Boswell shrugged, scratched under his beard with the stem of his pipe, then waved an indifferent hand. Apparently bored, he added, “Take this man’s proposition or stay here and rot with all the rest. The decision is yours, and I don’t give a damn one way or the other.”
It was a choice of a sort, but really no choice at all, and Fletcher had jumped at it.
“Who is this man?” he’d asked. “And why in Lexington?”
Again the warden shrugged. “I have no idea, but he has considerable power and influence. I know that.” Boswell was a former United States deputy marshal and his eyes were cold and unforgiving. “If it was up to me, I’d pen you up forever, Fletcher, you and all your kind, paid killers and plunderers. But President Grant himself signed the order for your temporary release, and I can’t ignore that kind of authority.”
The warden nodded to the guards who flanked Fletcher. “Take him out of my sight until his army escort arrives.” As Fletcher was shuffling from the man’s office, his heavy leg irons clanking, Boswell had called out after him, “Do us all a favor, Fletcher. Get yourself killed.”
* * *
“A man could get killed this way, Major,” Lieutenant Simpson yelled to Fletcher above the roar of Rajah ’s engines and her shrieking whistle, bringing him back to the present. “I’ve never had much love for boats.”

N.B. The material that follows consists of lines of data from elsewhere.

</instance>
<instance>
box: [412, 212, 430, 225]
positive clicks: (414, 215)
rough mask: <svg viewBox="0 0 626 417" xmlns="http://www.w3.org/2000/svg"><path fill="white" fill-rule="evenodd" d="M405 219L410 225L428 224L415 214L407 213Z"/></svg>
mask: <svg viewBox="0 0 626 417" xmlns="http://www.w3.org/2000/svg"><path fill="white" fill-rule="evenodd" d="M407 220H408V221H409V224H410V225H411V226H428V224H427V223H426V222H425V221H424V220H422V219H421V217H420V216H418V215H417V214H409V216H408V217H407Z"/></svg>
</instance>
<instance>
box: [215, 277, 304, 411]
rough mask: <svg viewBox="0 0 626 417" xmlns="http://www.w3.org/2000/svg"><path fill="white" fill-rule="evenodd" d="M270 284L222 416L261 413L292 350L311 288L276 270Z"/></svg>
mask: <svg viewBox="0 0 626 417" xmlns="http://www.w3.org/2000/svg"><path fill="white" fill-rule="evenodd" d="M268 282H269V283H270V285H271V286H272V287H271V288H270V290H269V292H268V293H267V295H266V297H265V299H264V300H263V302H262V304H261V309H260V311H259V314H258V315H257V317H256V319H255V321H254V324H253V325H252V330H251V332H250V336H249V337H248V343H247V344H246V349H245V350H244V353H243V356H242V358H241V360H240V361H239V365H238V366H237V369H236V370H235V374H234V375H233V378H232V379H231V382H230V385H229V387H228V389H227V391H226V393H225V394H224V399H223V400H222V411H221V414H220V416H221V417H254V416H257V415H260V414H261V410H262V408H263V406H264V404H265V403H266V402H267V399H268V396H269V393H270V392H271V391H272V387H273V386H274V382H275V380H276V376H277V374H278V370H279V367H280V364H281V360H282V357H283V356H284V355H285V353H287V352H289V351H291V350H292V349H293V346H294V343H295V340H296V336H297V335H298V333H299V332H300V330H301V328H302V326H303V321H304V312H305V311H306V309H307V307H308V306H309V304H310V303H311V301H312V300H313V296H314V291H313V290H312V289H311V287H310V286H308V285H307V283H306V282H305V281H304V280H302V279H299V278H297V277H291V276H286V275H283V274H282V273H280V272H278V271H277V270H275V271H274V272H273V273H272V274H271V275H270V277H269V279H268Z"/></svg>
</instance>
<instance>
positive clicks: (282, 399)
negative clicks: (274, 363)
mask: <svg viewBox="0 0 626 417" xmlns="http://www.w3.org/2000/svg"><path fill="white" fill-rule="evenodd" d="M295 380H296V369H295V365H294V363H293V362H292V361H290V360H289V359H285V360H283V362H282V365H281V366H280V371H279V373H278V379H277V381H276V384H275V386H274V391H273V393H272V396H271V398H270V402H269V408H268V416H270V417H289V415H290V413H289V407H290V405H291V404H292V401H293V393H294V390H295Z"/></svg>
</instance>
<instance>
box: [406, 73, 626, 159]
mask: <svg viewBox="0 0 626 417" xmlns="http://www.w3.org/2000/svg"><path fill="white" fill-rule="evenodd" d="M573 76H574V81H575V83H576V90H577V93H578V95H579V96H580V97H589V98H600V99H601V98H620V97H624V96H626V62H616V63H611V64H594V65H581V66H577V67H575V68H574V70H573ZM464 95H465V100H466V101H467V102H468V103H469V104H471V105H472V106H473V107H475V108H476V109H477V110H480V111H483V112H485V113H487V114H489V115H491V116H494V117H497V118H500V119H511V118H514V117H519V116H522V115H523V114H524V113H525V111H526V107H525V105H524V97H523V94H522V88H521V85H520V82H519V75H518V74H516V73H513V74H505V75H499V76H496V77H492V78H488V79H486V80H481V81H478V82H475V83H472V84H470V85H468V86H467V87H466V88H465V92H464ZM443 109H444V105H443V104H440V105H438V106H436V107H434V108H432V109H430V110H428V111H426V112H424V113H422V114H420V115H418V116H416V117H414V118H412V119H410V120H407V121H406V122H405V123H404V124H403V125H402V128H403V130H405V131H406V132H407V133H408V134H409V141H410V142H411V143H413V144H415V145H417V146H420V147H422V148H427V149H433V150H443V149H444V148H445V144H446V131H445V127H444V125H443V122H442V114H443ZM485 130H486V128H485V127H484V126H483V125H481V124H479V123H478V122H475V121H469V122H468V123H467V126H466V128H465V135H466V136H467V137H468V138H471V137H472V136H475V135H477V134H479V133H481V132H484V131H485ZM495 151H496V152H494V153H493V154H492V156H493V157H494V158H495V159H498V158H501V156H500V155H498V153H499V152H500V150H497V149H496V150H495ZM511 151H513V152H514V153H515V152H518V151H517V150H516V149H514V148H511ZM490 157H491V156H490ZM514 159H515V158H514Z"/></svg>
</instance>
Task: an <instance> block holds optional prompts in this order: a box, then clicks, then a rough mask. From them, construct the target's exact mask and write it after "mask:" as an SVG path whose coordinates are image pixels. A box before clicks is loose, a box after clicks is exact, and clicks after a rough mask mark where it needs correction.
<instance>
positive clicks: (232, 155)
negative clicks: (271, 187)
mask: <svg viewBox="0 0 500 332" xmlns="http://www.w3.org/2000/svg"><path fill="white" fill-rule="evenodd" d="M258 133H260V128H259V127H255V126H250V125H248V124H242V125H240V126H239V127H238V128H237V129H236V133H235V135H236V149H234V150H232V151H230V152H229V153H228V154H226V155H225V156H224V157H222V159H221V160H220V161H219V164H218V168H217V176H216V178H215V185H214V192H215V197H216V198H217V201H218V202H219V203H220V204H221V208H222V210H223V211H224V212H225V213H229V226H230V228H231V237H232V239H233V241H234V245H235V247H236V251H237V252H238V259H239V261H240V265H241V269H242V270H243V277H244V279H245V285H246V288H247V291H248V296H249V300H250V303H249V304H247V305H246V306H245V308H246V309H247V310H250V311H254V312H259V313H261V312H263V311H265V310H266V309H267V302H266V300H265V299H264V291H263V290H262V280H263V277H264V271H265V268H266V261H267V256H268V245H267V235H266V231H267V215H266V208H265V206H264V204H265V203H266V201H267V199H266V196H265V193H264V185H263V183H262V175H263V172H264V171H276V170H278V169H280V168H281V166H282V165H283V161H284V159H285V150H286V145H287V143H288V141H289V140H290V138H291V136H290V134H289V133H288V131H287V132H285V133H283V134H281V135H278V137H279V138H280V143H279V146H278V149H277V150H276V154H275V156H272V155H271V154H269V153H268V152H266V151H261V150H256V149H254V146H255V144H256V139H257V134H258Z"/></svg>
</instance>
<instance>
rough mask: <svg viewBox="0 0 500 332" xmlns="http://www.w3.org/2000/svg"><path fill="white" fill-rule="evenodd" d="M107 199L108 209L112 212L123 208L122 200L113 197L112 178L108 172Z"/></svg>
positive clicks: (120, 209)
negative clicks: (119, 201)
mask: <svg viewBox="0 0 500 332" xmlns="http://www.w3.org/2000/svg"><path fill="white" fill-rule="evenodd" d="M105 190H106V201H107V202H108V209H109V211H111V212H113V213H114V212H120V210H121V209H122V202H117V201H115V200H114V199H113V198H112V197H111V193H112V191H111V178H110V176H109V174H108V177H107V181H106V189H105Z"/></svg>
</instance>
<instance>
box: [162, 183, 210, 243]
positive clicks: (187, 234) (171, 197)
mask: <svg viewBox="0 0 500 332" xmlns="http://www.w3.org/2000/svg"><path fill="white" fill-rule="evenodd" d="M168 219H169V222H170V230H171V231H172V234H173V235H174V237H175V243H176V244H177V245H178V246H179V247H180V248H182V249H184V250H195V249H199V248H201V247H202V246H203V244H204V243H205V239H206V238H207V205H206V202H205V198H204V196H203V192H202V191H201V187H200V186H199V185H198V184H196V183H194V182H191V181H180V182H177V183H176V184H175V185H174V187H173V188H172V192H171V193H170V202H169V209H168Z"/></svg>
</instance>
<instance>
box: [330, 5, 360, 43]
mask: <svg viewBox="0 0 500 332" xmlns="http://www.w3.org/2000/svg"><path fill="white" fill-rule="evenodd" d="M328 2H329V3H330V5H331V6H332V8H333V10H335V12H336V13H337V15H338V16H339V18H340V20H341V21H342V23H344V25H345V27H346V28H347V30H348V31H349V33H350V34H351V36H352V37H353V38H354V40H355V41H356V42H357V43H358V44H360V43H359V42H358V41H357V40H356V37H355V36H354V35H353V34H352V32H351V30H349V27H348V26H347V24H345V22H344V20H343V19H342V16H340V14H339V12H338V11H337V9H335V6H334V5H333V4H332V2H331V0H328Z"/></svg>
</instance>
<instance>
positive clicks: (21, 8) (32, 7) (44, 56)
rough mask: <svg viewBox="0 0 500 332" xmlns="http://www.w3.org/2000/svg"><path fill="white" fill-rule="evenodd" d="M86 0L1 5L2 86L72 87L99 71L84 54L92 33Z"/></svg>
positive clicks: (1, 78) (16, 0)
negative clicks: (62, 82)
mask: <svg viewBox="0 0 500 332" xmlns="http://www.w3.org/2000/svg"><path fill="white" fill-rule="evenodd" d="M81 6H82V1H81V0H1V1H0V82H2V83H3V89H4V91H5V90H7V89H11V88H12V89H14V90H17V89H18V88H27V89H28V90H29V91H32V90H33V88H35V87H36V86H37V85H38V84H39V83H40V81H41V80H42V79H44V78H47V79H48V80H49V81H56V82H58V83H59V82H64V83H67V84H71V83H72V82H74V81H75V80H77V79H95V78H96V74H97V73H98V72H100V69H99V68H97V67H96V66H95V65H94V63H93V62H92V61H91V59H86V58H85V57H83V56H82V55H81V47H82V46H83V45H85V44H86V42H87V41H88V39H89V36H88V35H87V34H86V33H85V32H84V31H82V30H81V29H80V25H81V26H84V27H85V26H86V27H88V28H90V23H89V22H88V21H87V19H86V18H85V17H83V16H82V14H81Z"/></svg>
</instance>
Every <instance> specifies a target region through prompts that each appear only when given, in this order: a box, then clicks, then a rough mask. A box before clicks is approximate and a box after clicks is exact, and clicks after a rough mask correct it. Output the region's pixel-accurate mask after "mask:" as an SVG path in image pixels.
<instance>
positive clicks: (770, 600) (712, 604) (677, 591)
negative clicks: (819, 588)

Fletcher nodded and placed his mouth next to the young officer’s ear. “Best you tell those boys of yours to find something to hold on to,” he said. “When she hits the bar some of those men could end up going over the side.”
Simpson half raised his arm in salute, then realized what he was doing and his face colored again. “Corporal Burke!” he yelled more loudly than necessary, covering up his mistake. “Get the men braced for a collision.”
Thirty seconds later Rajah hit the sandbar hard. She rammed through half the bar’s width and came to a jolting stop. Her wheel was still churning, throwing up high fountains of muddy water, black drops spattering Fletcher and the soldiers far forward on the hurricane deck.
Buell backed his boat off, readying Rajah for another try. It seemed that more ice was banging against her hull, driven by raging, ugly water, and now, adding to everyone’s misery, sleet began to fall, driven by a rising wind from the north.
It had gotten progressively colder since the day began, and as the gray afternoon slowly shaded into night, the temperature plunged, surely ending any hope of residents along both banks of the Missouri that the recent snowmelt portended an extended Indian summer.